The situation can nevertheless be different with respect to contracts for the sale of second-hand goods. Article 7(2) of Directive 1999/44/EC allows Member States to provide, by way of derogation, that the seller and consumer may agree on a shorter time period for the liability of the seller arising from such contracts (although no less than one year). At the same time, the directive remains silent as to the duration of the limitation period which should apply in this situation. Since that question appeared to be of direct relevance to the unfortunate buyer in the case at hand, the referring court decided to stay the proceedings and seek guidance from the CJEU. 

The question referred can be summarised as follows (para. 32):

Must Article 5(1) and the second subparagraph of Article 7(1) of Directive 1999/44/EC be interpreted as precluding a rule of a Member State which allows the limitation period for action by the consumer to be shorter than two years from the time of delivery where the Member State has made use of the option given by the latter of those two provisions, and the seller and consumer have agreed on a period of liability of the seller of less than two years for the second-hand goods concerned?

Judgment of the Court

The Court largely followed the pro-consumer interpretation proposed by Advocate-General Szpunar earlier this year (see also our earlier post here), holding that a national rule, which would allow the limitation period afforded to consumers to be shortened as a consequence of the reduction of the period of liability of the seller to one year, is precluded by Article 7(1) of Directive 1999/44/EC.

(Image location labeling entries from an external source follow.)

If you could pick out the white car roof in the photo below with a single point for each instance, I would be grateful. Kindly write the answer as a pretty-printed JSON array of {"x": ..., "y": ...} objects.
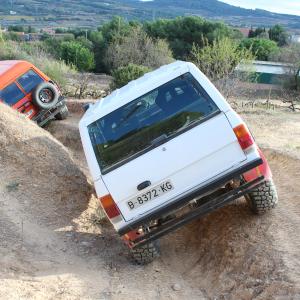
[{"x": 140, "y": 87}]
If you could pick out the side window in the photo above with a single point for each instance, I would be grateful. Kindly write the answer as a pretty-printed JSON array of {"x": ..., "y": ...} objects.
[
  {"x": 29, "y": 81},
  {"x": 11, "y": 94}
]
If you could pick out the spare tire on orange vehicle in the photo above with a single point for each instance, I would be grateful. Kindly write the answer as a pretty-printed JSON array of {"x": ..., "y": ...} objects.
[{"x": 45, "y": 95}]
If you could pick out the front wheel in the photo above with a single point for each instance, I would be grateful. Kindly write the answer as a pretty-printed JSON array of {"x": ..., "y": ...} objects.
[
  {"x": 146, "y": 253},
  {"x": 63, "y": 114},
  {"x": 263, "y": 198}
]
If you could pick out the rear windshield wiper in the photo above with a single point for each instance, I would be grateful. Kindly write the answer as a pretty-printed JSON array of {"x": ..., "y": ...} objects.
[{"x": 159, "y": 140}]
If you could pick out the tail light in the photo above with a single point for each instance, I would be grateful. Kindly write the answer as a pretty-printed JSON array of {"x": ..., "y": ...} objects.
[
  {"x": 244, "y": 136},
  {"x": 110, "y": 206}
]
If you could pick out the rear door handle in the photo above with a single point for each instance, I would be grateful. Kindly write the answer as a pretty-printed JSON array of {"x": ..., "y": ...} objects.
[{"x": 143, "y": 185}]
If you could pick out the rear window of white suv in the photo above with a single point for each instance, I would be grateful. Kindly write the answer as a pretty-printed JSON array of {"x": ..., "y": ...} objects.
[{"x": 149, "y": 121}]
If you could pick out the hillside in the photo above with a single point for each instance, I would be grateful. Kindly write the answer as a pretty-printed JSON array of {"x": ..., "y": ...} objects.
[
  {"x": 91, "y": 13},
  {"x": 54, "y": 245}
]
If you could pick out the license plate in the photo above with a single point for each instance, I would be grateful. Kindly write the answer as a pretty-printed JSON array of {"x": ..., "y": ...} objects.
[{"x": 150, "y": 194}]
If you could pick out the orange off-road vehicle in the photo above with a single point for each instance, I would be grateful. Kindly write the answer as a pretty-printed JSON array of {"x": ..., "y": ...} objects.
[{"x": 27, "y": 89}]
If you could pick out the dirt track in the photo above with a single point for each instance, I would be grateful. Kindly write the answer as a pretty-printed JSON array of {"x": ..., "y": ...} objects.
[{"x": 53, "y": 248}]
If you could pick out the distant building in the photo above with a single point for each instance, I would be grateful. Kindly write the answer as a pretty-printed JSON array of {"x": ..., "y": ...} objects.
[
  {"x": 244, "y": 31},
  {"x": 295, "y": 38},
  {"x": 49, "y": 31},
  {"x": 268, "y": 72}
]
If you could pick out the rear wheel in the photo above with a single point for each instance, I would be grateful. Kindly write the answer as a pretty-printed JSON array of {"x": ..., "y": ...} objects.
[
  {"x": 63, "y": 114},
  {"x": 45, "y": 95},
  {"x": 146, "y": 253},
  {"x": 263, "y": 198}
]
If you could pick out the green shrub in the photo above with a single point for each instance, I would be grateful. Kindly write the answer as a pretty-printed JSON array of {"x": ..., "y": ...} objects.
[
  {"x": 139, "y": 49},
  {"x": 76, "y": 54},
  {"x": 220, "y": 59},
  {"x": 123, "y": 75},
  {"x": 261, "y": 48}
]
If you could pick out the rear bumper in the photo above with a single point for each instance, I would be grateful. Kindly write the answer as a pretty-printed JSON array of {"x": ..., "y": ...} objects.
[{"x": 199, "y": 211}]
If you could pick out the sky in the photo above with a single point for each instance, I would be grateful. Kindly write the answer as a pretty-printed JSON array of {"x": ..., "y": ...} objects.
[{"x": 279, "y": 6}]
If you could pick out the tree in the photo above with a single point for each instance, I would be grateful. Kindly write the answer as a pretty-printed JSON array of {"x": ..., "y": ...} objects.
[
  {"x": 219, "y": 61},
  {"x": 278, "y": 34},
  {"x": 137, "y": 48},
  {"x": 261, "y": 48},
  {"x": 291, "y": 56},
  {"x": 74, "y": 53},
  {"x": 110, "y": 32},
  {"x": 123, "y": 75},
  {"x": 183, "y": 32}
]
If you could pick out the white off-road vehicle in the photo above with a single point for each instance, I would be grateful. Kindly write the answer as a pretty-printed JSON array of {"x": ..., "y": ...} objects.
[{"x": 167, "y": 149}]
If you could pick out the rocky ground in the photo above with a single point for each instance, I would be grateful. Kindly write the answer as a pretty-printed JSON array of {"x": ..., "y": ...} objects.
[{"x": 55, "y": 243}]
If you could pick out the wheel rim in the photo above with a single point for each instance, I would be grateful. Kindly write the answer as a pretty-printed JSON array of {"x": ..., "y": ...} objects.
[{"x": 46, "y": 95}]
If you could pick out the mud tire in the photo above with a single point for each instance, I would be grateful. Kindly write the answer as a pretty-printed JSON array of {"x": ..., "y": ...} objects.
[
  {"x": 63, "y": 114},
  {"x": 263, "y": 198},
  {"x": 146, "y": 253},
  {"x": 52, "y": 95}
]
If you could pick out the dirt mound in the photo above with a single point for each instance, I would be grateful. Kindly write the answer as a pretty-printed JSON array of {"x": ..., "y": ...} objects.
[
  {"x": 40, "y": 170},
  {"x": 233, "y": 254},
  {"x": 51, "y": 249}
]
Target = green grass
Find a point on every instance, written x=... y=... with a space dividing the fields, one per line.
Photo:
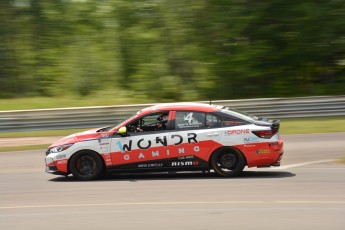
x=288 y=126
x=312 y=125
x=63 y=102
x=40 y=133
x=342 y=160
x=22 y=148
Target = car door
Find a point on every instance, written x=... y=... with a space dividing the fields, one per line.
x=194 y=137
x=145 y=145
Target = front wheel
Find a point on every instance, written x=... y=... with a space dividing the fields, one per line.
x=86 y=165
x=228 y=162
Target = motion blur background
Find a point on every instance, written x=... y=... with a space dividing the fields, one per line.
x=163 y=50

In reaching that conclusion the CJEU relied on the following set of arguments. Firstly, it drew a distinction between two types of time limits referred to in Article 5(1), namely the period of liability of the seller and the limitation period (para. 33-35). The Court further emphasised the difference between aims pursued by both types of time limits as well as other factors which, in its view, supported the claim that duration of the limitation period was not contingent on that of the period of liability (such as the fact that the former does not necessarily commence at the time of delivery or that no reference to the first sentence of Article 5(1) is made in the second sentence of that provision). It then went on to discuss the wording on Article 7(1), read in conjunction with recital 16, and concluded that the derogation provided therein concerns only the period of liability of the seller and not the limitation period (para. 42-45). This interpretation was further supported by the fact that the second subparagraph of Article 7(1) constituted an exception to the rule expressed in its first part (on binding nature) and, as such, had to be interpreted strictly.

Concluding thought

By holding that the duration of the limitation period for action by the consumer should, in all cases, not be shorter than two years from delivery, the Court confirmed its strongly pro-consumer stance, which had already been visible in its earlier judgments - both on Consumer Sales Directive (Wathelet) and on Unfair Contract Terms Directive (from Aziz to Banco Primus). In the commented case, the Court relied heavily on the advice of the Advocate-General. However, as seen from the recent opinion in case C-598/15 Banco Santander (see also our post here), AGs are not always arguing in a similar vein. Therefore, even if the Court has so far remained largely consumer-friendly, and probably rightly so, one has to wonder if this pro-consumer direction is not going to reach its limit sometime soon.